# Extracting Features from Heatmaps

## Introduction

This is the first of three notebooks about the CAMELYON17 challenge. In this challenge, the task is to predict a patients pN-stage (pN0, pn0(i+), pNmi, pN1 and pN2). The pN-stage is determined by the lables of the five slides corresponding to the patient. Once the lables of the individual slides are known (negative, itc, micro, macro), the patient's pN-stage can be looked up in a table (see the official CAMELYON17 website). So the real difficulty of the challenge is to predict the labels of the slides.

Unfortunately the training data here is very limited as we have only 500 slides from the CAMELYON17 training set and 130 labled slides from the CAMELYON16 test set (labled with negative, itc, micro, macro). So opposed to the task of the CAMELYON16 challenged where we had thousands of tiles and only two different labels (normal and tumor), we will not be able to supply another CNN model with sufficient data. Even worse, for the itc class, we only have 35 examples in total.

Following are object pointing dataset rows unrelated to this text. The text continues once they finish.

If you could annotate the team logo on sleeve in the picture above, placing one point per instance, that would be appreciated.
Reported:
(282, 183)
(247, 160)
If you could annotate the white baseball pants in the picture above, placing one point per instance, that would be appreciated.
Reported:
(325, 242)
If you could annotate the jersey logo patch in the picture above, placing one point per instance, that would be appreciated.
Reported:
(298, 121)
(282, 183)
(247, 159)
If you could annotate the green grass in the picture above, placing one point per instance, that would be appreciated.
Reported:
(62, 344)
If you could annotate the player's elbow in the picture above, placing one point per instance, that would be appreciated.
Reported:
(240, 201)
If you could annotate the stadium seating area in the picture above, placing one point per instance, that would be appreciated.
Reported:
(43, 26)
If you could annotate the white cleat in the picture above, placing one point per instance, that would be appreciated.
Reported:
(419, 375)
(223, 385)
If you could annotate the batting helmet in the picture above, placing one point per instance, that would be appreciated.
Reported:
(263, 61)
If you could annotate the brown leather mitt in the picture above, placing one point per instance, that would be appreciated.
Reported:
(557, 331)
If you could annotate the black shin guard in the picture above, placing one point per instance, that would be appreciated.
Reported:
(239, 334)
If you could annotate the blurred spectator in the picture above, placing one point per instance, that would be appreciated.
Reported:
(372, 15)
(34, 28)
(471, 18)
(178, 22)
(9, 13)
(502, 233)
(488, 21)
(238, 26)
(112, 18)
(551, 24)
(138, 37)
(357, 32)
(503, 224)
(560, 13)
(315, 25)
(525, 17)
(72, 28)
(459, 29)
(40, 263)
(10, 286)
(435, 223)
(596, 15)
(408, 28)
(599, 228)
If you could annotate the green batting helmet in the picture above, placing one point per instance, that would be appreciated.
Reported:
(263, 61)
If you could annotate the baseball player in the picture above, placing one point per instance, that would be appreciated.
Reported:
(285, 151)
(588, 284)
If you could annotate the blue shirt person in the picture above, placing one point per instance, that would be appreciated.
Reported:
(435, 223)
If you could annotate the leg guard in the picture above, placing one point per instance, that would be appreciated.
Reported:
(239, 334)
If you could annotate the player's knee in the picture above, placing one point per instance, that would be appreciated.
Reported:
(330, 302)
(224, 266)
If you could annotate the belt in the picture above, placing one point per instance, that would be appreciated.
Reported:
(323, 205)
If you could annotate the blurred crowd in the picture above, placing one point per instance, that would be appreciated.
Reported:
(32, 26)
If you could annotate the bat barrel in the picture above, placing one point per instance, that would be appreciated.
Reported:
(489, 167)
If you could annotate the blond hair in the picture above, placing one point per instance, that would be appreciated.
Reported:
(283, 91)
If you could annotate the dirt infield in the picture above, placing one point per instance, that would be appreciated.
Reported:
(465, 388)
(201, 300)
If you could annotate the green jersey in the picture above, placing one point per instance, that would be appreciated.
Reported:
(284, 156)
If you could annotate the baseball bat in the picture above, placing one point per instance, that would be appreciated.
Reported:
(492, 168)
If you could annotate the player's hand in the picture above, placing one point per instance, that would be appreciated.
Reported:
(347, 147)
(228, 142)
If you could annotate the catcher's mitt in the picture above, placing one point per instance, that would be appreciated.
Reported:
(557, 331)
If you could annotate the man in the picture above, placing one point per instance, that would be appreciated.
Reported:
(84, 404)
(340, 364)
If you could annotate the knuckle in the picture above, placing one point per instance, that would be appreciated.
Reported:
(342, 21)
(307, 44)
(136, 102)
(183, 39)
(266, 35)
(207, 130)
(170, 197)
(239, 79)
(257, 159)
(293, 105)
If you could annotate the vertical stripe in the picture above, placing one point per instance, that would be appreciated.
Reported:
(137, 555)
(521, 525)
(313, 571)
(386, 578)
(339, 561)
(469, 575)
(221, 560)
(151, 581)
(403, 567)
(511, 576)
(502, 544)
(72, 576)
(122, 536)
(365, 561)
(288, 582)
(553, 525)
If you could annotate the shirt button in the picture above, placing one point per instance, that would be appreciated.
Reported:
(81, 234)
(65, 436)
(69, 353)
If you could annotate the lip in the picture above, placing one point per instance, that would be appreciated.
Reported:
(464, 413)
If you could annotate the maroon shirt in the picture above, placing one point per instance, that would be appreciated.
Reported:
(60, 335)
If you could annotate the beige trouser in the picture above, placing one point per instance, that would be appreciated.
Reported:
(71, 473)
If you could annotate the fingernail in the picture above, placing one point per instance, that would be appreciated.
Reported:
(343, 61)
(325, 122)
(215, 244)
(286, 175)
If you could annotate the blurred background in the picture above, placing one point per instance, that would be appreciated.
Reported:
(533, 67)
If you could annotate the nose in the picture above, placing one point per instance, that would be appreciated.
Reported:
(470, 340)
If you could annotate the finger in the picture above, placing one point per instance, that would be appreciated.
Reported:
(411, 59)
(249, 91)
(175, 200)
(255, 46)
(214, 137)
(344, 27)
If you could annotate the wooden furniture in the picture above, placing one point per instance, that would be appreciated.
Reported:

To tackle this problem, our approach is to make use of domain specific knowledge and extract geoemtrical features from the heatmaps, which can be used to train a less complex model, e.g, a decision tree.

## Requirements

### Python-Modules

# External Modules
import numpy as np
import pandas as pd
import os

from matplotlib import pyplot as plt
from skimage import data
from scipy import ndimage
from skimage.measure import regionprops

%matplotlib inline

### Data

In this notebook you will be provided with heatmaps of slides of the CAMELYON16 test set and the CAMELYON17 set. Using them has some advantages over the heatmaps you might have created in the last notebook:

• You will not have to download the CAMELYON17 data set (~2.7 tera bytes).
• The heatmaps you will be provided with are a lot more accurate:

• They were created with a far superior model.
• The model did not only use zoom level 2. Instead two CNNs were trained. One on level 0 and one on level 1.
• As a consequence of the higher zoom, they also have a higher resolution.
• The CNNs' architecture was a more sophisticated one, the Inception v4 architecture (for details see [SZE17]).
• Algorithm for advanced (domain specific) color normalization was applied [BEJ16].
• All kinds of data augmentation were used.
• The CNNs were trained on two Geforce Titan X GPUs for over 2 weeks.

### Background

Short:

The heatmaps of the sldies were created with a CNN. Each heatmap represents a Whole-Slide-Image (WSI) of tissue. A WSI is approximately 200.000 x 100.000 pixels big. Each slide was cut into 256 x 256 pixel tiles. The CNN was trained to predict these tiles whether they contain tumorous tissue or not. One pixel of the provided heatmaps represents the prediction of the CNN of one 256 x 256 tile.

Long:

For more information have a look at the deepTEACHING website, or the official homepage of the CAMEYLON Challenge.

• HEATMAP_DIR
• PATH_C16_LABELS
• PATH_C17_LABELS
• HEATMAP_DIR
### EDIT THIS CELL:
### Assign the path to your CAMELYON16 data and create the directories
### if they do not exist yet.
CAM_BASE_DIR = '/path/to/CAMELYON/data/'
GENERATED_DATA = CAM_BASE_DIR + 'tutorial/'
HEATMAP_DIR = CAM_BASE_DIR + 'c16traintest_c17traintest_heatmaps_grey/'

# CAMELYON16 and 17 ground truth labels
PATH_C16_LABELS = CAM_BASE_DIR + 'CAMELYON16/test/Ground_Truth/reference.csv'
PATH_C17_LABELS = CAM_BASE_DIR + 'CAMELYON17/training/stage_labels.csv'

# Just one test slide for testing
HEATMAP_Test_001 = HEATMAP_DIR + 'Test_001.png'

## Teaching Content

To get a first impression of the heatmaps, we will first load and view one. A pixels value describes the "degree of believe" of the CNNs, the region contains tumorous tissue (1.0) or not (0.0).

# Load 'Test_001.png'

# View the dimensions
print(example_heatmap_grey.shape)

# View min / max values
print(example_heatmap_grey.min())
print(example_heatmap_grey.max())
# View as greyscale

axs = plt.subplot()
plt.imshow(example_heatmap_grey,cmap=plt.get_cmap('Greys_r'))
# View as heatmap (just for visualization purpose)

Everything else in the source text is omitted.